Legislation that would switch public pension systems for new Pennsylvania employees to a 401(k)-style plan in fiscal 2015 was under review by the Public Employee Retirement Commission on Tuesday.

The Senate’s finance committee last week approved such a bill while the House version cleared the state government committee. The changes would affect the $51 billion Pennsylvania Public School Employees’ Retirement System and the $26 billion Pennsylvania State Employees’ Retirement System.

Gov. Tom Corbett proposed pension overhaul in his budget plan, which is before the legislature during the final week of the session. Corbett’s advisors, and House and Senate leaders, are tweaking a budget likely to total around $28.3 billion. “We’re almost 100% agreed on the line items,” House Appropriations Committee Chairman William Adolph, R-Springfield, told reporters Tuesday afternoon.

Other priority initiatives for the governor include a $2.5 billion transportation spending bill and the privatization of state-run liquor stores.

Lawmakers embraced Corbett’s initiative to place future employees in the 401(k)-style defined contribution plan but rejected his proposals to cut benefits for most existing state and school workers and reduce taxpayers’ payroll contribution to pension plans next year.

Standard & Poor’s rates Pennsylvania’s general obligation bonds AA, while Moody’s Investors Service and Fitch Ratings assign Aa2 and AA-plus ratings, respectively. Standard & Poor’s and Moody’s downgraded Pennsylvania last summer, citing pension underfunding.

“There are several factors that are currently a strong threat to Pennsylvania’s ability to produce recurring structurally balanced spending plans. The key threat is unfunded pension liabilities, which are anticipated to deteriorate further in the near term due to underfunding,” Janney Capital Markets said in a report.

According to Janney, Pennsylvania’s funding ratio plummeted from a high of 97% in 2007 to 68% in 2011. “A sensitivity analysis shows that the funding level will continue to fall to the mid-high 50 range by 2017 unless changes are instituted,” the report added.

The Pew Center on the States considers 80% an acceptable threshold.

State budget director Charles Zogby said in an interview last week that without pension overhaul, Pennsylvania could face another downgrade from the rating agencies, which recently lowered Illinois. There, Gov. Pat Quinn has convened a special session of the legislature to deal with unfunded pension liability.
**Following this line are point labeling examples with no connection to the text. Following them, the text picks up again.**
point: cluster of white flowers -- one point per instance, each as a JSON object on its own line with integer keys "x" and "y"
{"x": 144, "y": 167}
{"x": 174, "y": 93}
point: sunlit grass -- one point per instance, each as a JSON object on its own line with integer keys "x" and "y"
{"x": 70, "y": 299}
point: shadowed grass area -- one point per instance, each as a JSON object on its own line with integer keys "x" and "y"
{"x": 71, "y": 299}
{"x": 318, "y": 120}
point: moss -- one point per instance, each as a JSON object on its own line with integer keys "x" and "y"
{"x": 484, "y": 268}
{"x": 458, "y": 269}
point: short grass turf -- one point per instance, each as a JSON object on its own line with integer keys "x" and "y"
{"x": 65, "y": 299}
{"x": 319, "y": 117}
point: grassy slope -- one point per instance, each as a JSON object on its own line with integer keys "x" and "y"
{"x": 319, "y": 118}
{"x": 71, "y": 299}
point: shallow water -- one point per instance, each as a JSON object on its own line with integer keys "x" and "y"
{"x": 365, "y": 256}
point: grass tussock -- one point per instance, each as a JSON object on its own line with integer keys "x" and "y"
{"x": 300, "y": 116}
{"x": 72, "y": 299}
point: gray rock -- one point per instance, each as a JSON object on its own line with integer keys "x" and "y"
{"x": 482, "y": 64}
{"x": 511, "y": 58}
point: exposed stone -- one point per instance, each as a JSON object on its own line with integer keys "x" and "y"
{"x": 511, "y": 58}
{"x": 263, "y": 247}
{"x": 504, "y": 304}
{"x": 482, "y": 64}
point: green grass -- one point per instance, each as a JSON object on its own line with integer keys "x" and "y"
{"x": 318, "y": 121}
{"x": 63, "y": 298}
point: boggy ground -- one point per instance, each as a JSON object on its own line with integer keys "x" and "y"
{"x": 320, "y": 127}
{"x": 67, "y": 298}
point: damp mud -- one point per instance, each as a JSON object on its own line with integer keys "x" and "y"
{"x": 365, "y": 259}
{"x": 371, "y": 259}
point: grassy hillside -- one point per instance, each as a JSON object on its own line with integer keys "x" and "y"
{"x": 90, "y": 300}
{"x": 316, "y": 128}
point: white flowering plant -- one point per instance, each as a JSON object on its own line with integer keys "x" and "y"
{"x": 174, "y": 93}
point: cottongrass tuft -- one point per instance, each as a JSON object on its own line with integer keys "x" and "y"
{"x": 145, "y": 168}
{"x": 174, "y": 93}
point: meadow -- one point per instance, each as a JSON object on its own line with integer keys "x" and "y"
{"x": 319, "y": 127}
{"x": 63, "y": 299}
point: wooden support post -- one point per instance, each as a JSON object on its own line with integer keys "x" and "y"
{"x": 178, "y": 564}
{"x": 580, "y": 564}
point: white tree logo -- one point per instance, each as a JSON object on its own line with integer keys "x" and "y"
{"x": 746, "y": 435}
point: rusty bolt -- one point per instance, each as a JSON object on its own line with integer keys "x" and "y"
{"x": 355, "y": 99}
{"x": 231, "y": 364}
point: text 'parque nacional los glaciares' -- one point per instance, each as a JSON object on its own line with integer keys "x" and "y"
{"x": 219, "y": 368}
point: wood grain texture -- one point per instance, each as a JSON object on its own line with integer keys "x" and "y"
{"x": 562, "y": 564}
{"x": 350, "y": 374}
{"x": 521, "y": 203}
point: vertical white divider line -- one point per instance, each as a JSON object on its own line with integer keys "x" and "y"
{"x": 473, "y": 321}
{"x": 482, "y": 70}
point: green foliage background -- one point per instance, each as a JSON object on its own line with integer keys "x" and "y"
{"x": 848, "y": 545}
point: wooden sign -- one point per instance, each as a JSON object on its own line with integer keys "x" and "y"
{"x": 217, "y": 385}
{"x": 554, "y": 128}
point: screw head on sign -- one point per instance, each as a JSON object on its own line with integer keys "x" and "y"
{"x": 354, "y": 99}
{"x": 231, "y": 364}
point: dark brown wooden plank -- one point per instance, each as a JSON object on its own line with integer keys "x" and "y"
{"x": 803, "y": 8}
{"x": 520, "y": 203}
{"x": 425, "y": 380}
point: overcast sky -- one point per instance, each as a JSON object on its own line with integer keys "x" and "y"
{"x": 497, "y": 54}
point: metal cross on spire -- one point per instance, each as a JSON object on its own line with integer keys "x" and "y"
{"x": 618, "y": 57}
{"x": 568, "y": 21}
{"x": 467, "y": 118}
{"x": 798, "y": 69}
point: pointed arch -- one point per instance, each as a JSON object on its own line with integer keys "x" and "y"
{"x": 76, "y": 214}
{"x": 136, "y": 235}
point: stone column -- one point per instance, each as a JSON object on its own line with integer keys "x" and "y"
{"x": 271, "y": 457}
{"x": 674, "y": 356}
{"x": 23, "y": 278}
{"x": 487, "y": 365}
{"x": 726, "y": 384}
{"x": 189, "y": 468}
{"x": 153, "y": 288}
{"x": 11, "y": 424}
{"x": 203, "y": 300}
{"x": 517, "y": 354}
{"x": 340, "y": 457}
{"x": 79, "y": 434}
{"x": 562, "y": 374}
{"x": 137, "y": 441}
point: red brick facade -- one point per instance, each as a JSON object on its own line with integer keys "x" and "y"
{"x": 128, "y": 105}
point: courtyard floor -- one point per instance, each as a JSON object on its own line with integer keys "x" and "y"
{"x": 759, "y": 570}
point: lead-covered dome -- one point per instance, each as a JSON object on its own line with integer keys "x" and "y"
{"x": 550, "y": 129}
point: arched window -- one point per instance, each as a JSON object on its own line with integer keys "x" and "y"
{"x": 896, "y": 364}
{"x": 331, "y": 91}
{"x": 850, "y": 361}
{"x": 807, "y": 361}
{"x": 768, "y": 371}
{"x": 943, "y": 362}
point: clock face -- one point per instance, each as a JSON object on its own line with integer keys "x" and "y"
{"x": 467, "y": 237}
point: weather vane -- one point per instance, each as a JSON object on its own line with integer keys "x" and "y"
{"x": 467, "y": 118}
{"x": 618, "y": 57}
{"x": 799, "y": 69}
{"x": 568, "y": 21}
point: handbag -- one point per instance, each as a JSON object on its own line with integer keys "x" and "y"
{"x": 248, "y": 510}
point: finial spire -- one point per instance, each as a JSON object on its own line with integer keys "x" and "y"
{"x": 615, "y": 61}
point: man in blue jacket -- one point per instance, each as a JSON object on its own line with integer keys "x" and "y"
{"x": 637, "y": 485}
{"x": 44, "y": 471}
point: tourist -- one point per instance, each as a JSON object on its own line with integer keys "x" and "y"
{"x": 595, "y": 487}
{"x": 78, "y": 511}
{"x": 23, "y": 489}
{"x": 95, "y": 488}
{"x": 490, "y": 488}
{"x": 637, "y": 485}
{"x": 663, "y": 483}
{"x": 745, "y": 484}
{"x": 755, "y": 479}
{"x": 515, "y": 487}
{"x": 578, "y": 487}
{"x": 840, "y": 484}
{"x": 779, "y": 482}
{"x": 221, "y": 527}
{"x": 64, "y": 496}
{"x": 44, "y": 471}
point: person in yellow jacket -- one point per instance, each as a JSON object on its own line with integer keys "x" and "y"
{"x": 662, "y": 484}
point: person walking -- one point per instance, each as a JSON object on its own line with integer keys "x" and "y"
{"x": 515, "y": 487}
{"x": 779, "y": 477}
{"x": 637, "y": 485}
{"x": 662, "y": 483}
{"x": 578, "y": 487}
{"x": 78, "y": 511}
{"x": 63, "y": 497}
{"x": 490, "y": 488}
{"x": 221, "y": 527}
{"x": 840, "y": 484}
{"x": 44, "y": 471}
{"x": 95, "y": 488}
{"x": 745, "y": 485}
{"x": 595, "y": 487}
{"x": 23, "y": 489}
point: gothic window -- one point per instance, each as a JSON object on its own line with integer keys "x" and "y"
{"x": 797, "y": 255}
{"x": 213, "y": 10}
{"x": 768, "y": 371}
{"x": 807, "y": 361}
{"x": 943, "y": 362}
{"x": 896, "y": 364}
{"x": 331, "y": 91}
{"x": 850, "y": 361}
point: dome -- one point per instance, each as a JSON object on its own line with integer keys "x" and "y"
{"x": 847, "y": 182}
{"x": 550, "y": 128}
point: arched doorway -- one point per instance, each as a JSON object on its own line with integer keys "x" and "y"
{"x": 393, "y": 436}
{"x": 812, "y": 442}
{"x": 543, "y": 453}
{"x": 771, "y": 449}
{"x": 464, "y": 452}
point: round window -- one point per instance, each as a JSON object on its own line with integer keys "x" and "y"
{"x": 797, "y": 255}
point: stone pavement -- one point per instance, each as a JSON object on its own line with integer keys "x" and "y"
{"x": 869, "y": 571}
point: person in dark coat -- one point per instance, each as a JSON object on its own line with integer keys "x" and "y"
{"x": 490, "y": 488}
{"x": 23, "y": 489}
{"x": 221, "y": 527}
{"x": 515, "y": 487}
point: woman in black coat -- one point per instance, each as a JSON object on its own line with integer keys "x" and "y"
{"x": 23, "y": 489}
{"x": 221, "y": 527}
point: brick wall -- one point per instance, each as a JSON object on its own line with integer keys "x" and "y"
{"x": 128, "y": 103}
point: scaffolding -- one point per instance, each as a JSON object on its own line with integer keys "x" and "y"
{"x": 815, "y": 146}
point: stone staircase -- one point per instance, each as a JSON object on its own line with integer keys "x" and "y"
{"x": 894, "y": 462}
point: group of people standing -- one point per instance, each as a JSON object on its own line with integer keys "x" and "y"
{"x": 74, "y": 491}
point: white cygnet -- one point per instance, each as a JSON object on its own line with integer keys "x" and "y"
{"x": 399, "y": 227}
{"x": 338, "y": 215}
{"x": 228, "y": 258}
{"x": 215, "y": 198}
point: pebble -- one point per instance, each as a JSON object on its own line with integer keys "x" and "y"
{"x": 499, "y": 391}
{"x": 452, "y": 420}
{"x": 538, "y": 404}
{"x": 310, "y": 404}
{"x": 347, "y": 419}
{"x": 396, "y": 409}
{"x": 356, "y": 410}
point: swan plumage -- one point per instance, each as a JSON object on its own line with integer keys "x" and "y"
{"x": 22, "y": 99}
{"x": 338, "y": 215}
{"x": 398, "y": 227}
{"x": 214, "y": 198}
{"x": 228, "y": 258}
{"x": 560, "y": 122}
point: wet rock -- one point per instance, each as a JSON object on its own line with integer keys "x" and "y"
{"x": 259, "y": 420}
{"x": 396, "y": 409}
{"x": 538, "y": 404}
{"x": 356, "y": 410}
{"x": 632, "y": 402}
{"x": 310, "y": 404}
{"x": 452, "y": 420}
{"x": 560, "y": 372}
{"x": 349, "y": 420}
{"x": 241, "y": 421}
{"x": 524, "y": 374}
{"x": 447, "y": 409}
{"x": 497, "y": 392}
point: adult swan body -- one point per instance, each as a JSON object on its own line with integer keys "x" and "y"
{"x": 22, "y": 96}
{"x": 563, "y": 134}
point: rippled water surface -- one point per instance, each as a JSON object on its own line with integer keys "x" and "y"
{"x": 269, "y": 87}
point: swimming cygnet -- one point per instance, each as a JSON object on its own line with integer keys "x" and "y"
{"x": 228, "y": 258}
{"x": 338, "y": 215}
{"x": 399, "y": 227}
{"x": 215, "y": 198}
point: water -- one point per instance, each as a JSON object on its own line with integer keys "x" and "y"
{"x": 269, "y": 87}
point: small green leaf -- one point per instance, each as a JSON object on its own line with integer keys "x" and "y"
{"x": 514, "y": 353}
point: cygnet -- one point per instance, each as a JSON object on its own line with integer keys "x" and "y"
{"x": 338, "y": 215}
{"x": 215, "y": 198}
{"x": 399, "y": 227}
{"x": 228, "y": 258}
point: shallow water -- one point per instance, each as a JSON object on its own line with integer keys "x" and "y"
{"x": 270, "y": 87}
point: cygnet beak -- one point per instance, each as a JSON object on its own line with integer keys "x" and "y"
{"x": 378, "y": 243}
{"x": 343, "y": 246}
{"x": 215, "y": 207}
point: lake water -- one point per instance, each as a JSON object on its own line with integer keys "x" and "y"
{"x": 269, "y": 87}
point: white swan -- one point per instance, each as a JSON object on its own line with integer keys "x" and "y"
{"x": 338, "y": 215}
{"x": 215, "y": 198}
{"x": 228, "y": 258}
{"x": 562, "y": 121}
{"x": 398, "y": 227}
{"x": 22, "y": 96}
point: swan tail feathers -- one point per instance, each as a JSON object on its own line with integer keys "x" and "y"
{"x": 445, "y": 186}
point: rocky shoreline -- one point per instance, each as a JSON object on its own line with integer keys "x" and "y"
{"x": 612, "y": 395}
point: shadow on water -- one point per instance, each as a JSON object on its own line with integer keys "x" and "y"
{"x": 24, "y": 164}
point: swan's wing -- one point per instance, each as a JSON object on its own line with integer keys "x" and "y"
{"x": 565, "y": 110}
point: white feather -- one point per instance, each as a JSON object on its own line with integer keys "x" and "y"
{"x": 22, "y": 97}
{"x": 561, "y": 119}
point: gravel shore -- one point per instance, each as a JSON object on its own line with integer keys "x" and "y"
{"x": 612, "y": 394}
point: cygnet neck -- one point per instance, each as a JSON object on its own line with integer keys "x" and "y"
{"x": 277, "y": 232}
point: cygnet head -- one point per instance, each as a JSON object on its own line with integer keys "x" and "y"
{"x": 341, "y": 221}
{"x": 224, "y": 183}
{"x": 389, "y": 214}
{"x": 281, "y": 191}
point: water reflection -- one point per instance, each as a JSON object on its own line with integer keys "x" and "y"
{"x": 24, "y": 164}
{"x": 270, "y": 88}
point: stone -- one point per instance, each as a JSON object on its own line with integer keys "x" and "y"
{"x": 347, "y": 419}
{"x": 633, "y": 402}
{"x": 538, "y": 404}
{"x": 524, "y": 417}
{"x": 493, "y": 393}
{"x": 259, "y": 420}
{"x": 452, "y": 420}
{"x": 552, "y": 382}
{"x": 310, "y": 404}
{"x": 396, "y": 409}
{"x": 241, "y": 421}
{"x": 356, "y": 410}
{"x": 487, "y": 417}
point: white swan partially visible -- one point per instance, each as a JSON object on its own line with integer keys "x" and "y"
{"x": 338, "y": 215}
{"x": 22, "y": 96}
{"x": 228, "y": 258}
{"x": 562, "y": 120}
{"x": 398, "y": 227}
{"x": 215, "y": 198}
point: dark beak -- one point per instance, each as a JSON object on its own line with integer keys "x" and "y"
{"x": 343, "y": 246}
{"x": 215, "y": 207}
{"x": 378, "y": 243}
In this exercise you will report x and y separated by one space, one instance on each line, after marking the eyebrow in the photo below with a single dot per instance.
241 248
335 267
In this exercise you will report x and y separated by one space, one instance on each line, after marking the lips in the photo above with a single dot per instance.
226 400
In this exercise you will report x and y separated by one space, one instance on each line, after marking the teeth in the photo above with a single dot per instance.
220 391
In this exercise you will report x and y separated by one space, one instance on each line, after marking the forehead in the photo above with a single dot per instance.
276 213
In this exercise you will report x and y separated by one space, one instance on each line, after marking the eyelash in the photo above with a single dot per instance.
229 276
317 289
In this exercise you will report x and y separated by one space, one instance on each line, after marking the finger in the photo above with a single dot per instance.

Meanwhile, a compromise bill that would enable bars, restaurants and beer distributors to sell all kinds of liquor and gradually phase out state-run stores cleared the Senate’s law and justice committee on Monday. The House already approved the measure. Corbett wants fees from liquor licenses, which he said could exceed $1 billion, to fund public education. Democrats would rather modernize the system rather than sell it. They say privatization could cost the state $200 million in annual revenue and jeopardize 4,000 state jobs.

The transportation bill, which the Senate passed, is stalled in the House, where Republicans want to lift the wholesale gasoline tax cap over 10 years instead of Corbett’s preferred five and to cut state funding for mass transit.

House GOP leaders also want to eliminate an increase in motor vehicle fees and a $100 surcharge on most traffic tickets.